I think it's perfectly reasonable for a downstream user to run tests of their dependencies. If a library seems to misbehave in your environment, why not just run cargo test -p dep_name to see if its tests catch anything unusual? Cloning the repository and checking out the correct version manually is far less convenient (it'd be nice to have a tool that does that automatically based on vcs_info file). So if the crate's tests don't need large files, I'd prefer if they were included in the published package.

3 Likes

Thank you! If I'm interpreting the full report right, it looks like these are the results:

  • 119569 crates were tested in total.
  • 67834 passed their test suites.
  • 29397 failed to build.
  • 11786 were "broken" and the build could not be initiated. It seems that these are mostly because of either a missing Cargo.toml, a Cargo.toml syntax error, or because an attempt to clone a private github repository failed.
  • 3328 are classified as "error". These also seem to be repository cloning failures; perhaps because the repo was removed (as opposed to made private).
  • 6186 failed their test suites.
  • 494 fell into a variety of minor categories such as skipping tests, etc.

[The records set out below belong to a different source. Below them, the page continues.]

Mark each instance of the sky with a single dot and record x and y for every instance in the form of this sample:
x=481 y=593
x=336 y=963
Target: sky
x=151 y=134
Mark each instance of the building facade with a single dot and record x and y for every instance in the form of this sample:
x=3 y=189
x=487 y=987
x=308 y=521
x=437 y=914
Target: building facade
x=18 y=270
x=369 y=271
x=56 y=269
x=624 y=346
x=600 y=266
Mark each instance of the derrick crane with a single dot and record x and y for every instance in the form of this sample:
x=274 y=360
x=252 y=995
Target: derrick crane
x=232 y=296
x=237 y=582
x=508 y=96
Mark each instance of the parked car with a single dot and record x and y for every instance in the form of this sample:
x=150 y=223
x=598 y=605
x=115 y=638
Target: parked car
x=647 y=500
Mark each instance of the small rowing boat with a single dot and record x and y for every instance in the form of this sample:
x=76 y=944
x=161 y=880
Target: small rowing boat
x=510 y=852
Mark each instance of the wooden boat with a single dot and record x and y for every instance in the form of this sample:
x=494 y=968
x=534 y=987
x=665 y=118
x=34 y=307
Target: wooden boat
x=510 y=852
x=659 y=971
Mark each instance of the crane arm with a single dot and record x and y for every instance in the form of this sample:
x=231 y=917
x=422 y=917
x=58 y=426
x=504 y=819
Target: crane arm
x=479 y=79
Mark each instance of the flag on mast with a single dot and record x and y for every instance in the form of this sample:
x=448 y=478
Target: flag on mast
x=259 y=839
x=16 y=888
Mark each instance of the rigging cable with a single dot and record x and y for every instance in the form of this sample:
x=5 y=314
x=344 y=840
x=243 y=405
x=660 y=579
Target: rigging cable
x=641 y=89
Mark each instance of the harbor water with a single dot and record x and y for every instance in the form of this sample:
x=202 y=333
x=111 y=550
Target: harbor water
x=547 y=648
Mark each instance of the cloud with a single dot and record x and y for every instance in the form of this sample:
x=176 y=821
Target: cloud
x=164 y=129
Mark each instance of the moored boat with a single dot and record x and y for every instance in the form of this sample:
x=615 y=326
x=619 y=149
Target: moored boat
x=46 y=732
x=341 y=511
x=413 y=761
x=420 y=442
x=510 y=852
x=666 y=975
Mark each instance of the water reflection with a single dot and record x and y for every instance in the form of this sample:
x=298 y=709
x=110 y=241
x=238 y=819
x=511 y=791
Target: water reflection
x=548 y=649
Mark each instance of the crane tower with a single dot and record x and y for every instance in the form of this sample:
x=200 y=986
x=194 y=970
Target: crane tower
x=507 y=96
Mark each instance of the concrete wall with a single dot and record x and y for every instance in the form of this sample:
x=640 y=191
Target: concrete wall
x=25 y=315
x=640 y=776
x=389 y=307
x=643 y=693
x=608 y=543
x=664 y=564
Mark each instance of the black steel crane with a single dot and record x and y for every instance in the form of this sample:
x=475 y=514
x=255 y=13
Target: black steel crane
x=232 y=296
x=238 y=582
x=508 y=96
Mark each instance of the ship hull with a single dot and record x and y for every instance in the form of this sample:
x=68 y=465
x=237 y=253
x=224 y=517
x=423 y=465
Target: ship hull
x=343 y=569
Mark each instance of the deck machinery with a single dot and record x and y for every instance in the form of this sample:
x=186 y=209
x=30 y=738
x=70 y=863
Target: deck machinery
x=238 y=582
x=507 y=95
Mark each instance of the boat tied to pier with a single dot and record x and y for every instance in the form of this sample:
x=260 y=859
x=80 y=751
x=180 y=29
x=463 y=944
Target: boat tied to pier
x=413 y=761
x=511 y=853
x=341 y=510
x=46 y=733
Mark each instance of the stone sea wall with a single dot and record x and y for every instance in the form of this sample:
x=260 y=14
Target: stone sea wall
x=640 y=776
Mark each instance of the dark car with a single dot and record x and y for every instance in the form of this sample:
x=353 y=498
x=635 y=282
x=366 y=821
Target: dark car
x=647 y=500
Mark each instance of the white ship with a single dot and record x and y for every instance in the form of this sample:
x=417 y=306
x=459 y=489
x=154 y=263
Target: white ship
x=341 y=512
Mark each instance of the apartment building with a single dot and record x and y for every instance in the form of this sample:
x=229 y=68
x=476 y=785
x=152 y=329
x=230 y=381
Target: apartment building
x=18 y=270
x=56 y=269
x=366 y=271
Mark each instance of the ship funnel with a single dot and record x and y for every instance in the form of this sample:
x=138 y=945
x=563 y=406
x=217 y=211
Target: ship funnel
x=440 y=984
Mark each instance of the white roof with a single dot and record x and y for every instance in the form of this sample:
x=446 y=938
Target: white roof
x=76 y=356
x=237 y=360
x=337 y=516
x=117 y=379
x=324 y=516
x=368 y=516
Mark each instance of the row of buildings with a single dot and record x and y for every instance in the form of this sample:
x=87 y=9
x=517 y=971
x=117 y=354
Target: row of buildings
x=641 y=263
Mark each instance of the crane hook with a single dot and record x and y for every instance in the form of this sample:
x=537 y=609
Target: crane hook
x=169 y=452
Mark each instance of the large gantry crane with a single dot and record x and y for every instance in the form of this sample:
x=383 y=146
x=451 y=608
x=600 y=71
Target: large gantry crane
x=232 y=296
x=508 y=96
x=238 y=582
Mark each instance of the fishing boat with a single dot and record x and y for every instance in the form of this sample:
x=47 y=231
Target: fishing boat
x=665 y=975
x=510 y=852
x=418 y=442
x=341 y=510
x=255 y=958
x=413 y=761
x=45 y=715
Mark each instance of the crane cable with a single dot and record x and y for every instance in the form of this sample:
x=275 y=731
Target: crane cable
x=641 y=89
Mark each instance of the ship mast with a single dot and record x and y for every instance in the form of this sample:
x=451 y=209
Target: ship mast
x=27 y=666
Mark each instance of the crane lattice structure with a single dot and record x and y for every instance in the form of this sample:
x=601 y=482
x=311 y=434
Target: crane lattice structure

6186 out of 119569 building successfully but then p̶a̶s̶s̶i̶n̶g̶ [edit] failing tests is 5.17%. @bjorn3, I think this illustrates that while many portability issues may be caught at compile time, actually running tests in the destination environment remains of critical importance.

This was on Linux, BTW. I would expect the results to degrade futher on other operating systems.

Because of portability concerns, developer mistakes, spooky random failures, and more. What works on the developer's system may not work on the user's system.

  • different version of Rust
  • different operating system
  • different non-Rust/Cargo dependencies
  • different networking configuration
  • different file system layouts
  • an accidentally committed dependency on some local file which is not bundled in the release
  • glitches when generating the release package
  • a heisenbug which manifests randomly once out of every 256 test runs
  • ...

The current time crate, 0.2.23, is 64.9 kB. When determining whether to trade off software reliability for bandwidth in the wider ecosystem, absolute size matters more than relative size because absolute size is what ultimately determines how many users experience bandwidth-related issues.

As the Crater report illustrates, around 10% of crates specify repository locations that are unreachable at time of testing.

It's not reasonable to expect that authors will host external resources such as repositories in perpetuity. It is reasonable to encourage authors to bundle their test files in their canonical release packages, and then to archive those packages in perpetuity.

3 Likes

Someone would have to manually verify why at least some tests failed. Perhaps, the crate documented to fail on specific platforms/configurations?

Yes, that's also my take away from the discussion so far.

Crates can be cached aggressively, so as long as the size stays below, say, 1 MB, then I think it's fine to bundle a few test files.

I'll exclude the demo programs in the examples/ folder since it seems nobody will ever run those.

I took a quick look at several of the failed tests. Almost all tests looked like they failed because they were broken. There was also a spurious network error. rayon_logs failed because of a read-only file system. Nothing seemed to have been caused by portability issues.

1 Like

Isn't that the issue?

Whether the tests were passing in the developer's environment at the time the crate was published and the breakage occurred because of some delta between that developer environment and the destination environment, or whether the tests were failing in the developer's environment at the time the crate was published, you still needed to run tests in the destination environment to find out that the crate was broken.

In other words, although it may be true for you that "In my experience almost all crates either work fine on all platforms, or use platform dependent functions and thus completely fail to compile even before running any tests", that experience does not generalize to all users. Excepting glitches causing occasional spurious test failures, around 5% of the crates in this Crater run compiled successfully, yet do not "work fine".

(Kudos to the crate authors for writing the tests in the first place so that their brokenness is discoverable!)

It makes sense that many portability issues cause build-time failures for a statically typed language like Rust. Perhaps it would have been helpful if I emphasized the limitations of the typing system upthread instead of portability. You still need tests to catch logical errors.

1 Like